As a writer, I know all about how emotion affects what I can write. Yes, it controls what I write. I’m in the middle of a couple of big projects. I find it hard to write on the same topic for long periods of time, but I really want to get this book finished. Sometimes I just don’t feel it.
Like today. I’m sad because a friend is moving away. I’ve been fighting the depression that usually attends such things, and I have managed to whittle this down to a persistent sadness. Sadness often brings out superior writing, but it means that the happy piece I’m working on will have to wait.
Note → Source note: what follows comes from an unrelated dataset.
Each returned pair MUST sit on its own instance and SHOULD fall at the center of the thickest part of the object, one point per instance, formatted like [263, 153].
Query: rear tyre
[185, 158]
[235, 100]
Well, it’s not really a happy piece. It’s more of a funny piece. At least I hope it’s funny. My Medusa novel is funny. Laugh out loud funny. Nobody was moving away then, however. I wrote it when I was unemployed. There’s pathos there, and publishers just don’t like it, I guess.
I’m not the one to ask what publishers like. They didn’t like Mark Twain either. Until the books he paid to have published started to earn money. Suddenly he’s a genius.
Writing is all about emotion. The way a story makes you feel. I read things that leave me unsettled. That’s because life’s an unsettling experience. You have people who make you happy, but they move away. A writer’s life is a lonely life.
When a story or novel expresses great depths of emotion it is universally praised. Experts say you have to give readers what they want, because they won’t work for it. If your writing is too difficult, they won’t read it. Then again, I’ve read through books I found inaccessible. Somebody published them.
Sad songs, Elton John suggested, "say so much." People like to listen to them for catharsis. Why don’t they like to read sad stories?
I’m sitting here in the dark, thinking about my friend. I have a funny book well underway, but I know I won’t touch it today. And I also know that chances are no agent or publisher will ever touch it either.